The extrinsic incentives bias is an attributional bias according to which people attribute relatively more to "extrinsic incentives" (such as monetary reward) than to "intrinsic incentives" (such as learning a new skill) when weighing the motives of others rather than themselves.

It is a counter-example to the fundamental attribution error as according to the extrinsic bias others are presumed to have situational motivations while oneself is seen as having dispositional motivations. This is the opposite of what the fundamental attribution error would predict. It also might help to explain some of the backfiring effects that can occur when extrinsic incentives are attached to activities that people are intrinsically motivated to do. The term was first proposed by Chip Heath, citing earlier research by others in management science.

Example
In the simplest experiment Heath reported, MBA students were asked to rank the expected job motivations of Citibank customer service representatives.
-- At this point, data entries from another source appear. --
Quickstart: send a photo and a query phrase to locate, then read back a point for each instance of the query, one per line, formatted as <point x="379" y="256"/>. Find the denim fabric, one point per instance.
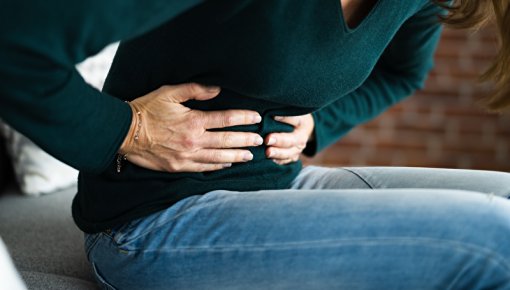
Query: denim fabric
<point x="337" y="228"/>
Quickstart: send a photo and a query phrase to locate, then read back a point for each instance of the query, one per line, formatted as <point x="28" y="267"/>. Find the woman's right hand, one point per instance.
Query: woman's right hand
<point x="175" y="138"/>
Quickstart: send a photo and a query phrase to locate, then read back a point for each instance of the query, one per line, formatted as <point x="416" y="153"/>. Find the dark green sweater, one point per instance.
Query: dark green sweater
<point x="278" y="57"/>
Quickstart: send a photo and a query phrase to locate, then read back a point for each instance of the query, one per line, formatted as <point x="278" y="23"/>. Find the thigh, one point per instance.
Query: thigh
<point x="490" y="182"/>
<point x="314" y="239"/>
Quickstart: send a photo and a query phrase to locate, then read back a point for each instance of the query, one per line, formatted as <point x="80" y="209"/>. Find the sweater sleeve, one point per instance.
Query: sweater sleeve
<point x="401" y="70"/>
<point x="41" y="93"/>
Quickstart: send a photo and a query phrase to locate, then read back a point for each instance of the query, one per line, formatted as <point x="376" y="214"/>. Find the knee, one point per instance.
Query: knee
<point x="490" y="182"/>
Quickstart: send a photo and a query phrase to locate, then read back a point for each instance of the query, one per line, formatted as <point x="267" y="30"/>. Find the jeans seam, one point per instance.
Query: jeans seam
<point x="359" y="176"/>
<point x="428" y="242"/>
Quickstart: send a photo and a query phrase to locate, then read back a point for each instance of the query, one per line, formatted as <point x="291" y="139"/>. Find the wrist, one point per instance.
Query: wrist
<point x="127" y="144"/>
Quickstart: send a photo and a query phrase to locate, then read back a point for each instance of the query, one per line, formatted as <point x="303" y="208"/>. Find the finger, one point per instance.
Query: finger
<point x="221" y="156"/>
<point x="284" y="140"/>
<point x="284" y="161"/>
<point x="220" y="140"/>
<point x="222" y="119"/>
<point x="190" y="91"/>
<point x="203" y="167"/>
<point x="291" y="120"/>
<point x="282" y="153"/>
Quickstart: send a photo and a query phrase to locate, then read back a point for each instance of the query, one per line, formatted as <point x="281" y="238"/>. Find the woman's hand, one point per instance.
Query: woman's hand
<point x="285" y="148"/>
<point x="175" y="138"/>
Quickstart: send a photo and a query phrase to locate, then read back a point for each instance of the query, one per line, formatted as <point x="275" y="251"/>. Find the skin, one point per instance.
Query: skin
<point x="175" y="138"/>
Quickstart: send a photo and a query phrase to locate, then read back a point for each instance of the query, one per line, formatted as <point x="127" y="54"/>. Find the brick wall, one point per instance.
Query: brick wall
<point x="440" y="126"/>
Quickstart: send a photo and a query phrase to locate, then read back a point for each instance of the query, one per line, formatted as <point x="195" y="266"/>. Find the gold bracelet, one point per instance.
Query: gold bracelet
<point x="123" y="157"/>
<point x="138" y="122"/>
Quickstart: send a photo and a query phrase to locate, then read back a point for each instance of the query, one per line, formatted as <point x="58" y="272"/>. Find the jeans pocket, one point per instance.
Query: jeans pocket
<point x="90" y="242"/>
<point x="102" y="282"/>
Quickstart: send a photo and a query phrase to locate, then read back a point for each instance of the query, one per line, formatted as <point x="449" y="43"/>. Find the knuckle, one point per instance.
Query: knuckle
<point x="228" y="120"/>
<point x="188" y="143"/>
<point x="174" y="166"/>
<point x="216" y="156"/>
<point x="196" y="122"/>
<point x="228" y="140"/>
<point x="193" y="88"/>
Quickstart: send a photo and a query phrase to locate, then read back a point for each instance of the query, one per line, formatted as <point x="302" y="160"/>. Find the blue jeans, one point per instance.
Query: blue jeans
<point x="343" y="228"/>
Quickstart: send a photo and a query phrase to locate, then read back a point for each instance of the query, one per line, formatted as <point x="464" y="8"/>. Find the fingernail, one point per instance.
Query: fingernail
<point x="247" y="156"/>
<point x="212" y="89"/>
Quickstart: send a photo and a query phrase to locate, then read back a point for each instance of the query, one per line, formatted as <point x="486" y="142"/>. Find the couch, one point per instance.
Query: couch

Their average ratings were as follows:

 Amount of pay
 Having job security
 Quality of fringe benefits
 Amount of praise from your supervisor
 Doing something that makes you feel good about yourself
 Developing skills and abilities
 Accomplishing something worthwhile
 Learning new things

Actual customer service representatives rank ordered their own motivations as follows:

 Developing skills and abilities
 Accomplishing something worthwhile
 Learning new things
 Quality of fringe benefits
 Having job security
 Doing something that makes you feel good about yourself
 Amount of pay
 Amount of praise from your supervisor

The order of the predicted and actual reported motivations was nearly reversed; in particular, pay was rated first by others but near last for respondents of themselves. Similar effects were observed when MBA students rated managers and their classmates.

Debiasing
Heath suggests trying to infer others' motivations as one would by inferring one's own motivations.